The Bank has not pleaded, nor as it stands does it propose to plead (taking account of its draft amendments), a s.423 claim that raises a serious issue to be tried in respect of 9HP, 18HP, the so-called Ziad & Virtue Transferred Marquee Shares, or the UK Shares or the shares in Commodore Netherlands.
There is a serious issue to be tried upon a limited version of the s.423 claim proposed to be introduced by amendment concerning the US$15 million, and I am content to grant permission to amend in line with paragraph 103 above, but not for anything beyond what I have outlined there.
There is a serious issue to be tried to the effect that Ahmad beneficially owns 32HP, likewise 9HP, but not in respect of the UK Shares. The arguable claim in relation to 32HP and 9HP is, however, a limited one, as noted in paragraphs 115 and 122 above.

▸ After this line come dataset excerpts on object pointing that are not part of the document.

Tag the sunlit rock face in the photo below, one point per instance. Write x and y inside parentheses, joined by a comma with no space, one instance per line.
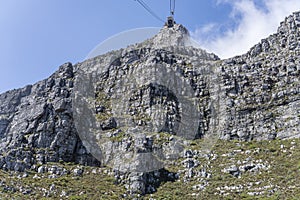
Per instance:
(135,109)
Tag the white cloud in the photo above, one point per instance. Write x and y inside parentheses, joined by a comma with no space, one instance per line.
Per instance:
(253,24)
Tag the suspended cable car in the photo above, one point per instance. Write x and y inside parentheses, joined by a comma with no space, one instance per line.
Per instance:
(170,20)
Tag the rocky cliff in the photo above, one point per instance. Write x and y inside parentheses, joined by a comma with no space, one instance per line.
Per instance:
(137,109)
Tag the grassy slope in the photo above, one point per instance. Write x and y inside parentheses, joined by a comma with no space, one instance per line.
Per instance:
(282,178)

Come what may, I would not grant permission for proposed new paragraphs 59A, 59B and 59C of the draft Amended Particulars of Claim in their current form, they being no more than embarrassing non-admissions in response to pleas that may or may not be made in defence.
In Mr Penny QC’s reply submissions, there was a general plea that if the Bank’s pleading was deficient, the Bank ought to be given an opportunity to improve it rather than have claims rejected at this stage (whether by declining jurisdiction or staying the claim, summary dismissal, refusal of permission to amend, or the setting aside of permission to serve out, as the case may be). However, the inadequacies of the Bank’s case as pleaded are sufficiently substantial, where I have found it to be wanting, in the context of a pleading that is poorly structured and difficult at best, that I do not accede to that plea. The Bank has had ample opportunity to formulate as best it can any case it believes, on advice, it is in a position to assert. It is fair and appropriate to judge the viability of its proposed claims by reference to what it has pleaded, or has proposed by the amendment application it should be allowed to plead.

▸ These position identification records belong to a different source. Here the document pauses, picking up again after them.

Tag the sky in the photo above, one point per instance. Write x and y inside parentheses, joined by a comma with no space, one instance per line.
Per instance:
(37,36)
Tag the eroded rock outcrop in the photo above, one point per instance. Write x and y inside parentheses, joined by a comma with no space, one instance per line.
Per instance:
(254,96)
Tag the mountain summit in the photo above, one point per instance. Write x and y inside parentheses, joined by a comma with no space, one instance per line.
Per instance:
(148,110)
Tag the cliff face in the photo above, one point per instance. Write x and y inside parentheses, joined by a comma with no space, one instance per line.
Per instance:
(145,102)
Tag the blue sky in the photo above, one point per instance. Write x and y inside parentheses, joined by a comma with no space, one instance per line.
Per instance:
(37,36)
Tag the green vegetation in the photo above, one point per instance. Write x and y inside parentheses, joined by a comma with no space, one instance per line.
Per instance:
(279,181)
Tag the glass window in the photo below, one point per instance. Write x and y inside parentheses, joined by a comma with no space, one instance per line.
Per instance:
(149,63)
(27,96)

In relation to a number of individual points, and seeking to apply that general plea, it was suggested that if in the judgment upon the applications before the court the conclusion were that some particular claim did not raise a serious issue to be tried, then the Bank would fashion some further or alternative draft amendment to rescue the claim. That is not self-evidently an appropriate way in which to allow the Bank to proceed; but on the other hand, in substance the proceedings are only just getting going and I could not rule out in advance the possibility of entertaining a further amendment application, if made as part of the process of dealing with matters consequent upon this judgment, or perhaps even at some later stage.
I intend, and hope, that the conclusions I have summarised above, founded upon the discussion of the issues in the main sections of this judgment, suffice to dispose of the applications presently before the court, enabling the parties to identify and, if possible, agree what orders should be made.